Justice Secretary Leila De Lima acted like the President’s thug in preventing Arroyo’s departure.
It was apparent then that De Lima was acting on orders from President BS Aquino. He even cut short his overseas trip when he found out Arroyo was about to leave the country. De Lima acted like the President’s thug and seemingly obeyed his orders to do anything – even break the law and deny basic human rights – just to prevent Arroyo from leaving the country.
TIME Magazine’s editor Nancy Gibbs also wrote a very brief comment about De Lima, which likewise showed her ignorance on Philippine issues and her own bias about human rights:
Philippines’ President Rodrigo Duterte and his nemesis Senator Leila de Lima, whose denunciation of Duterte’s bloody crusade against drug dealers has landed her in prison.
Both Gibbs and Power’s credibility are in question now since it is obvious they did not bother to check the facts about De Lima’s incarceration.
The TIME editor’s agenda in choosing Duterte’s critic former Colombian President César Gaviria to do the Philippine President’s write-up is also questionable. They apparently wanted someone who did not have anything good to say about Duterte. Just because Gaviria failed in his own drug war in Columbia doesn’t mean those who take a tough stance on illegal drugs elsewhere will fail too. Gaviria doesn’t seem to want Duterte to stop drug lords from plying their trade. He wants Duterte to focus on treating addicts instead.
There are many ways to address the drug problem, but the Philippines being a poor country, cannot afford to spend public funds on treating all drug addicts like celebrities. Sometimes prevention is cheaper than the cure, which is why a lot of Filipinos agree with Duterte that removing the source of the drugs will solve the drug scourge a lot quicker. In a Third World country like the Philippines, drug addicts will have to go cold turkey once the source of their recreational drug is gone. No luxury rehab centres for drifters, unfortunately.

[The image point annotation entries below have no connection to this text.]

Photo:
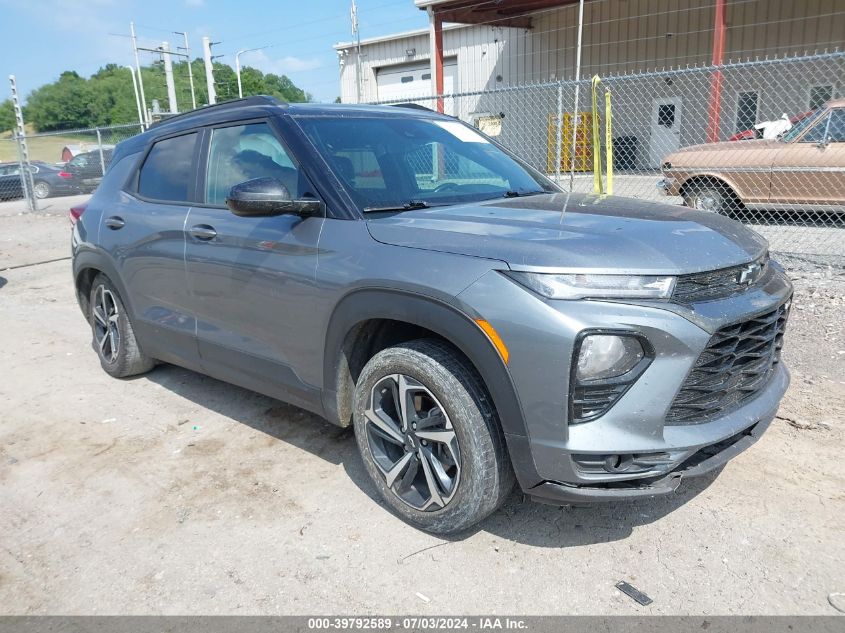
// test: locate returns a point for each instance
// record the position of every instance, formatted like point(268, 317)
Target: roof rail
point(225, 105)
point(412, 106)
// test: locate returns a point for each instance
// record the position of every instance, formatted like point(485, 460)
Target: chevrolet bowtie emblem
point(748, 275)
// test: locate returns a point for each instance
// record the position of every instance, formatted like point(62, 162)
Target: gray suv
point(395, 270)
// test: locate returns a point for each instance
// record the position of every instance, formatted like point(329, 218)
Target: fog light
point(607, 356)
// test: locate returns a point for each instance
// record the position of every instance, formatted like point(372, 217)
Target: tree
point(108, 98)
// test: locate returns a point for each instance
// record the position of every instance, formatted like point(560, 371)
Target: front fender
point(452, 323)
point(455, 324)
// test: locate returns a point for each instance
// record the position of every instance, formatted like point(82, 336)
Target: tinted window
point(245, 152)
point(386, 161)
point(166, 174)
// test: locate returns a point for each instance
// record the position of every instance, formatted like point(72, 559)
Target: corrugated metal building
point(504, 43)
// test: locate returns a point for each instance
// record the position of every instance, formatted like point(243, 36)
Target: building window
point(746, 111)
point(820, 95)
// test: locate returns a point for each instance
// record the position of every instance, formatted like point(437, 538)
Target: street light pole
point(190, 72)
point(137, 97)
point(238, 66)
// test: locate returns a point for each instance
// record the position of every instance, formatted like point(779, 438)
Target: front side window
point(167, 172)
point(387, 161)
point(246, 152)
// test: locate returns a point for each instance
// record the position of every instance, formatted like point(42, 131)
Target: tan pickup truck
point(802, 169)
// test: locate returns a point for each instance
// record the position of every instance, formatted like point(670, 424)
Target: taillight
point(76, 213)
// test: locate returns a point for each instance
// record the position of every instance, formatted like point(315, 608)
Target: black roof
point(263, 105)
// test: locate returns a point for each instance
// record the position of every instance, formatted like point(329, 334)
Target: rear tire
point(441, 464)
point(113, 336)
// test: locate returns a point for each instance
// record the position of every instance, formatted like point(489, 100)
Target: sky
point(39, 39)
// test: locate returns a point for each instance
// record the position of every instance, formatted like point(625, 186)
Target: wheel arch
point(709, 178)
point(353, 337)
point(86, 266)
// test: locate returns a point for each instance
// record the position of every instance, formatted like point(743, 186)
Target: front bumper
point(553, 458)
point(700, 462)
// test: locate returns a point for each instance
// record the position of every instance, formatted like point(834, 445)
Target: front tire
point(113, 335)
point(712, 197)
point(430, 438)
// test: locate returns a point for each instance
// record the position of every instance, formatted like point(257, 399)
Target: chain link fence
point(66, 162)
point(762, 141)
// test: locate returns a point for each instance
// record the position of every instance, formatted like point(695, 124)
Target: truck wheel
point(113, 336)
point(711, 197)
point(430, 438)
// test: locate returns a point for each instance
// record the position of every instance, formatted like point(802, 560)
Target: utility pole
point(138, 68)
point(137, 97)
point(238, 66)
point(190, 72)
point(209, 70)
point(23, 152)
point(356, 35)
point(173, 107)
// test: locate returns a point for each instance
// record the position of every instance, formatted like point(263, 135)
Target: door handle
point(115, 222)
point(203, 232)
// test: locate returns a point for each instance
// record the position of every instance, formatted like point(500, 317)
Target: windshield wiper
point(522, 194)
point(411, 205)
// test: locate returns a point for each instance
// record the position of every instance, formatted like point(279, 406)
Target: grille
point(718, 284)
point(737, 363)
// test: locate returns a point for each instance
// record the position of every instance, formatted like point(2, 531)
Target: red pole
point(714, 109)
point(438, 60)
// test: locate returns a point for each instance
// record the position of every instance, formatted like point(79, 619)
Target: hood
point(576, 231)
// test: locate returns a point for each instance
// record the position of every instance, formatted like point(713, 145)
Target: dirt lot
point(174, 493)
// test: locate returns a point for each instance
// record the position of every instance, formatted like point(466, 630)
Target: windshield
point(391, 161)
point(802, 125)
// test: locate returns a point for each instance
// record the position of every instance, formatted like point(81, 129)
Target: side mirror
point(265, 197)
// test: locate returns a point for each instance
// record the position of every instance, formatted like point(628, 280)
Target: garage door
point(412, 81)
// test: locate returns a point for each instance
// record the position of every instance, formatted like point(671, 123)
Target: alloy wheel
point(413, 443)
point(106, 317)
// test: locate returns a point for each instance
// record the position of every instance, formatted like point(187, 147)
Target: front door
point(810, 171)
point(665, 129)
point(145, 236)
point(250, 278)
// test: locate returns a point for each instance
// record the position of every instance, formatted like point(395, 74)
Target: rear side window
point(166, 174)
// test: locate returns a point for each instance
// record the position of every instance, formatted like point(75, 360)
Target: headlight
point(607, 356)
point(578, 286)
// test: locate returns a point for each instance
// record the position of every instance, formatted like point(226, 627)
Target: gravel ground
point(173, 493)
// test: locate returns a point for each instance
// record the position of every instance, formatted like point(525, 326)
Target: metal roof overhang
point(515, 13)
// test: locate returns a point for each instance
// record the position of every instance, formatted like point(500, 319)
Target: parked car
point(86, 170)
point(10, 181)
point(47, 180)
point(747, 135)
point(476, 327)
point(51, 180)
point(803, 169)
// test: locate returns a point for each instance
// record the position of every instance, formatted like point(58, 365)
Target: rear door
point(810, 172)
point(251, 278)
point(143, 230)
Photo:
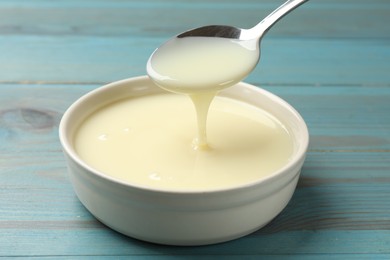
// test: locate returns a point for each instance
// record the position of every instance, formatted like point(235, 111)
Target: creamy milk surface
point(147, 140)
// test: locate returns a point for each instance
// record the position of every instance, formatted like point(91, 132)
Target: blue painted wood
point(329, 59)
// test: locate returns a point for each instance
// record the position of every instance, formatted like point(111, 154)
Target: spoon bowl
point(211, 58)
point(256, 32)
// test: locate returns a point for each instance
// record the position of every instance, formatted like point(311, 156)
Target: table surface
point(330, 59)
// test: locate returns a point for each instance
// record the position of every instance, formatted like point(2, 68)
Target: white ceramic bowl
point(182, 218)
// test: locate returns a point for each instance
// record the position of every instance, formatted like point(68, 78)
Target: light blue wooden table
point(330, 59)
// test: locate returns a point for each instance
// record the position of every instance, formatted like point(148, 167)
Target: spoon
point(205, 60)
point(256, 32)
point(212, 57)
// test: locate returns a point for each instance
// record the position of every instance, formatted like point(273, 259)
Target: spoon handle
point(261, 28)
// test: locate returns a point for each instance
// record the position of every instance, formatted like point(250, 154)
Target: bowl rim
point(68, 149)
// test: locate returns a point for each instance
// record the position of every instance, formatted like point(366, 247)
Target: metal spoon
point(256, 32)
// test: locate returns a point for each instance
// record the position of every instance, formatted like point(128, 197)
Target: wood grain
point(329, 59)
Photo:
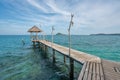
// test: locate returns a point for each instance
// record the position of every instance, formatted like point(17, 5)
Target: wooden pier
point(94, 68)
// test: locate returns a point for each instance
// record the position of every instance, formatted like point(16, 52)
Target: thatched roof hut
point(34, 29)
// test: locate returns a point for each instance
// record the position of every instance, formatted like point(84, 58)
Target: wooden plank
point(98, 71)
point(86, 72)
point(105, 69)
point(101, 72)
point(82, 71)
point(94, 72)
point(90, 72)
point(76, 55)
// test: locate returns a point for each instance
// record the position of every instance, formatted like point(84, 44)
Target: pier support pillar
point(54, 56)
point(34, 45)
point(71, 73)
point(45, 50)
point(64, 59)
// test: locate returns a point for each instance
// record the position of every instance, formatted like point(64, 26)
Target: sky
point(90, 16)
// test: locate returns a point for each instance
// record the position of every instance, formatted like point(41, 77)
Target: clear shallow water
point(18, 62)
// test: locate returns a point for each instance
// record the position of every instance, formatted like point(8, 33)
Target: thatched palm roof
point(34, 29)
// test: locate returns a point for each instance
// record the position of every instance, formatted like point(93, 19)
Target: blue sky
point(90, 16)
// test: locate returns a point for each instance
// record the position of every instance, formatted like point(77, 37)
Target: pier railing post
point(34, 44)
point(64, 59)
point(71, 74)
point(54, 56)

Gaviria cannot really compare the Philippine drug problem to Colombia’s drug problem. Colombia was once one of the world’s top producers of cocaine. The U.S. government was even involved in trying to beat the drug cartels. The problem in Colombia was bigger than the Philippines. Gaviria should have at least commended Duterte for addressing the Philippine drug problem before the country became a Narco state like Colombia. This was something the previous Aquino government failed to do.
TIME’s write-up about Duterte is unfavourable, indeed. They ranked him right up there with strongmen who did nothing for their people but bring misery. After almost a year in office, Duterte’s popularity is still strong. That’s proof that Filipinos are not exactly living in a lawless and hopeless state the way some of these bleeding heart liberals from TIME and the UN want the rest of the world to think.